Funnily enough, it was actually the look of fencing that drew the silver medallist to her sport. In her home country of Guadeloupe, her mother brought a young Ysaora along to her brother’s fencing class. Immediately, Ysaora was curious about the bright white outfits, the fighting and the foils. Reading the accounts of other women in combat sports, I noticed that several were introduced to their practice via a male sibling. Ysaora concurs, remarking that she has spoken with several leading athletes in judo, boxing and fencing who also got into the sport because of their brothers. “Parents still think about combat sports as something for their sons,” she explains, “but I am trying to change that and say that any girl can do anything she wants. If she wants to play a combat sport, she can too.”
Inspiring the next generation was something Ysaora had begun to do pre-pandemic. Bringing world champions and leading coaches together, she organised a training camp to encourage more young people into the sport. Whilst not just aimed at women, she comments on the impact of seeing double Olympic champion, Laura Flessel-Colovic, with her medals. “Unconsciously, I felt that if she can do it, I can do it and there was the feeling that I wanted to give back to the young people from my island. A lot of athletes wait to do this at the end of their career but I realised I wanted to start giving back now. I couldn’t do it, due to the pandemic and the Games, but for edition two..!”

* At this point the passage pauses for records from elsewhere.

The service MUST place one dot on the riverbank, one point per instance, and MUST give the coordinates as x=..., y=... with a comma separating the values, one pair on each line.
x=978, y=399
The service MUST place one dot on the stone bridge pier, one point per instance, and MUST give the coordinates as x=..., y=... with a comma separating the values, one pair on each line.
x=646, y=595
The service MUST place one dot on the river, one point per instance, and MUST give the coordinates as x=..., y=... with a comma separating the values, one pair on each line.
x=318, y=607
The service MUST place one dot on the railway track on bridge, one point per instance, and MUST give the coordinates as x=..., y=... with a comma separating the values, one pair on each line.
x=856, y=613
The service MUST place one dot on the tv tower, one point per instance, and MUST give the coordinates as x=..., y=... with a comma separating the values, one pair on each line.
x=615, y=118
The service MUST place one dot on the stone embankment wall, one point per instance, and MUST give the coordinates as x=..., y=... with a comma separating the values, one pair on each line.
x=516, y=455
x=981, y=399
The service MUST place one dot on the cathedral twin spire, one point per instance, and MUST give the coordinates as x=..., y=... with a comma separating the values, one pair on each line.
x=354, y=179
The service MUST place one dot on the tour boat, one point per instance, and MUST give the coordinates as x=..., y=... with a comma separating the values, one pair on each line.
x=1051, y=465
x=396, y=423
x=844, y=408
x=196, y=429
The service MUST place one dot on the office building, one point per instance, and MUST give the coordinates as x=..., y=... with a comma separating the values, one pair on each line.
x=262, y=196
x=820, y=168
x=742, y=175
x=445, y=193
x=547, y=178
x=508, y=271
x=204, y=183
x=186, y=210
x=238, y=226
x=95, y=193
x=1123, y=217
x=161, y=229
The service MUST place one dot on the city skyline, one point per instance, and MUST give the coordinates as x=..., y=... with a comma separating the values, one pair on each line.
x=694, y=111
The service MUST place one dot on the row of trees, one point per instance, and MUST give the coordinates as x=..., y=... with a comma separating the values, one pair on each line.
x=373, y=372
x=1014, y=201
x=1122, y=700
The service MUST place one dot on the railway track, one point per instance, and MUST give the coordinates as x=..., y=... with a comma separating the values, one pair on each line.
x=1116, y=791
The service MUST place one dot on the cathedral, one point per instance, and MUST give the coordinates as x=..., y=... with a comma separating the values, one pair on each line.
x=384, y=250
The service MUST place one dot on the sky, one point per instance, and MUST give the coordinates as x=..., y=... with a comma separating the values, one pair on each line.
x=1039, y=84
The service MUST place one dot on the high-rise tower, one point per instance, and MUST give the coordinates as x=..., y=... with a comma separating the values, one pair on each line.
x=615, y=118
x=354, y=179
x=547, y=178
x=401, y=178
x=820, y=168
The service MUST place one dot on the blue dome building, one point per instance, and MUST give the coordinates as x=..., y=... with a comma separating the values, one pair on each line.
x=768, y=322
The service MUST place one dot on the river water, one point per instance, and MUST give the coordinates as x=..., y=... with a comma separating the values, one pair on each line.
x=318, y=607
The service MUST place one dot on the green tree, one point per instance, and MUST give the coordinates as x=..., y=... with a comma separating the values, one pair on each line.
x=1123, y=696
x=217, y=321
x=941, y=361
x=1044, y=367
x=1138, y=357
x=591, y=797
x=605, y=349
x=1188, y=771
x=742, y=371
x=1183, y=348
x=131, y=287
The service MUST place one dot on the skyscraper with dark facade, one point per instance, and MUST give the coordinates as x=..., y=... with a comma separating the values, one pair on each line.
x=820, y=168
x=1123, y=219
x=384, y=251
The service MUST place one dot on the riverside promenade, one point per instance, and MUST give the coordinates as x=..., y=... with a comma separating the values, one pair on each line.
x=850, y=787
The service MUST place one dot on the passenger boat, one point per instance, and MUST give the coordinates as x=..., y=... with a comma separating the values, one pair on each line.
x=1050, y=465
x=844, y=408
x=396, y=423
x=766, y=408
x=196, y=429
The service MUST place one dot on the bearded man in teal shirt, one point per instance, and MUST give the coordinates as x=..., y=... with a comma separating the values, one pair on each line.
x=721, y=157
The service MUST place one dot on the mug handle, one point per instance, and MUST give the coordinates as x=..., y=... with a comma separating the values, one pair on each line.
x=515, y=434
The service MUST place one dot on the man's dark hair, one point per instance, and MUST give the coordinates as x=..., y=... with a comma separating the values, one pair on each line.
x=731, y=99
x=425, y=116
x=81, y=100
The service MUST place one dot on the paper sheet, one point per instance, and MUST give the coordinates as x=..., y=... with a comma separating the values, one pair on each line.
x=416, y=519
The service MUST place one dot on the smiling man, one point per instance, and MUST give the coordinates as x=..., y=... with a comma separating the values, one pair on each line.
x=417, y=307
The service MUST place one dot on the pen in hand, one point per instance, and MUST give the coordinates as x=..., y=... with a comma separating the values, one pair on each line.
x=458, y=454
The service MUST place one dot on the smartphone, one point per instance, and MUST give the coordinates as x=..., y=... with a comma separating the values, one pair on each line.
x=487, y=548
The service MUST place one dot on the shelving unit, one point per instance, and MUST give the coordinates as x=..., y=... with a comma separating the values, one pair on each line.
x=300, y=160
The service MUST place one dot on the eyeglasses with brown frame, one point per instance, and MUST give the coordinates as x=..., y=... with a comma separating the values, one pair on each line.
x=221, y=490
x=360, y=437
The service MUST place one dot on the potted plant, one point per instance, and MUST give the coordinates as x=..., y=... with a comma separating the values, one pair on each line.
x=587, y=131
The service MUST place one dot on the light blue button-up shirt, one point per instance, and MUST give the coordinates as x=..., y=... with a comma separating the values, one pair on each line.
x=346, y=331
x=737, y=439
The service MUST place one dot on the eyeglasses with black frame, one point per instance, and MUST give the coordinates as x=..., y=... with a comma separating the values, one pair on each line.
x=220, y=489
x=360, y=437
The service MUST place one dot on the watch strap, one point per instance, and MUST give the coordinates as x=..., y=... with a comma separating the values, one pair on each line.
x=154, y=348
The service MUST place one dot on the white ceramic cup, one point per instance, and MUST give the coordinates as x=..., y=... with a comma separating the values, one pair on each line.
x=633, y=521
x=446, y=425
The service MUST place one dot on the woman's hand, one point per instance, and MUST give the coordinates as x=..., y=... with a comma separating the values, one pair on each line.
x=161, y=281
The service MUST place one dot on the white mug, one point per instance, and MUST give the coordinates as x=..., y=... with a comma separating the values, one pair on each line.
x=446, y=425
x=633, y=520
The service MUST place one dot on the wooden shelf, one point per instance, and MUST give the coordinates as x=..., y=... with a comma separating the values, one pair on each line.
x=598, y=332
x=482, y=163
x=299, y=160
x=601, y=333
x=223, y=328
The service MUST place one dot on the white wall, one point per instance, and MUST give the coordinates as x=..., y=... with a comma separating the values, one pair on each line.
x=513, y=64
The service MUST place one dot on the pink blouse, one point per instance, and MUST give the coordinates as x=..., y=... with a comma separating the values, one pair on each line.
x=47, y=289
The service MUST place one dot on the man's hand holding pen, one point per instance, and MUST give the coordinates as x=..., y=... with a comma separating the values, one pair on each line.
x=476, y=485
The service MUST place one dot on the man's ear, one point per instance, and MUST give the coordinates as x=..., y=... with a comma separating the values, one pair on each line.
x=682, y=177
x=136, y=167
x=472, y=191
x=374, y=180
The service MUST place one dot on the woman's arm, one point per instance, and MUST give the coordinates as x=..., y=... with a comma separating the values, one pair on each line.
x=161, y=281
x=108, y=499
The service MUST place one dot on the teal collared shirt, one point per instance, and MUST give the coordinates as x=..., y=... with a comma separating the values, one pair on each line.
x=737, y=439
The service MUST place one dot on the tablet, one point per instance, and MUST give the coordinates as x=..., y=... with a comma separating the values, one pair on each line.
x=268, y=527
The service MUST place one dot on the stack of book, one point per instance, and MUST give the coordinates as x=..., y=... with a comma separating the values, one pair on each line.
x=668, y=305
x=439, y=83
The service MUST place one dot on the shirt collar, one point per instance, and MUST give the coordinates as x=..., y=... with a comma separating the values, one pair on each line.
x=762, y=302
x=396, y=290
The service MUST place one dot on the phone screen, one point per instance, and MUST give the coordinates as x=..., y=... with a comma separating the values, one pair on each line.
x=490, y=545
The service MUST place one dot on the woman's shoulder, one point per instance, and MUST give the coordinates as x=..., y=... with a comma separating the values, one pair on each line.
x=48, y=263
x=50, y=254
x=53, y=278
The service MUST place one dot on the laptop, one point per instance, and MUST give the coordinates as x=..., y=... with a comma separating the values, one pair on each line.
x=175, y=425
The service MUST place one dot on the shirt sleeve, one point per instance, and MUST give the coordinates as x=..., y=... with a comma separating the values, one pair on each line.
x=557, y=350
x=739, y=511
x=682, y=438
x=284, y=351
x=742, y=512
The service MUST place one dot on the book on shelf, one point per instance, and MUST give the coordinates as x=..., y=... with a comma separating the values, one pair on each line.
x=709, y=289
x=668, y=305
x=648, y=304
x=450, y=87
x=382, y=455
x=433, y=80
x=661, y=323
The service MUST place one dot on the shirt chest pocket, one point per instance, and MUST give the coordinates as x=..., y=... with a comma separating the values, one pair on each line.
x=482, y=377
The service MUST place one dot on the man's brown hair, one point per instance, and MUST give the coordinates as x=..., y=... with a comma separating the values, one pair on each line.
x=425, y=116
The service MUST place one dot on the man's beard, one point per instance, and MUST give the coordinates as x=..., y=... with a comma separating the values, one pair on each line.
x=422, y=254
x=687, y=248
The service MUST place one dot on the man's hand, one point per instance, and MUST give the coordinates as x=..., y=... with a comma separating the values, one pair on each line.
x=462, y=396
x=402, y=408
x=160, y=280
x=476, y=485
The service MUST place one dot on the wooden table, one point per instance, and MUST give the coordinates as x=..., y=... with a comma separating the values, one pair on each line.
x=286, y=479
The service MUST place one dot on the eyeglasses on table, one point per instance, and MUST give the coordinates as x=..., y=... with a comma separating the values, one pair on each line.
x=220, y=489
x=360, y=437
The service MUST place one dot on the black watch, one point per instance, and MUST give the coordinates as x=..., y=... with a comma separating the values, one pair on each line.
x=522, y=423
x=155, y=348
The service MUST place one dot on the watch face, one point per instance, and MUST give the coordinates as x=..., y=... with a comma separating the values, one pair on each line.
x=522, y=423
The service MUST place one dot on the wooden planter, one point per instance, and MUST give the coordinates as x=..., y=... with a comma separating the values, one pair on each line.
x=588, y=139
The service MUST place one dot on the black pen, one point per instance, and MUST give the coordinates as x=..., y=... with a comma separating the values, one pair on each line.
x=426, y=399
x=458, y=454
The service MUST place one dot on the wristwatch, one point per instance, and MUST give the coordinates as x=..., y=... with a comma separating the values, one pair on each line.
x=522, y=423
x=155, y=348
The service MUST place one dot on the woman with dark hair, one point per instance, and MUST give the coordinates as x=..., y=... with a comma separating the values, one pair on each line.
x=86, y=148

With all of Ysaora’s ambition and various interests, it would be quite possible to get sidetracked from her and her teammates’ unbelievable silver medal win at Tokyo. In our film, The Countdown, she discusses how even if she didn’t win she’d know that she’d done everything in her power. But, as all competitive people know, loss can feel a little different on the day. “For a few days, I was devastated,” she concedes over her knockout match with Russian foil fencer Larisa Korobeynikova, “but I had to make a comeback for the team”. And, turn it around, she did.
Winning against Canada as part of the Women’s Foil Team in the quarter finals was a strong start. On paper, the next opponent, Italy, seemed like the victors. Throughout Italy’s lead, the French team were down by 12 touches. As Ysaora stepped up to meet her opponent, she was down by 3 but she and her companions had agreed to keep pushing no matter what. In Ysaora’s own words “to fight until the end” and in the final bout she dominated bringing in the silver medal win for her and the rest of the team.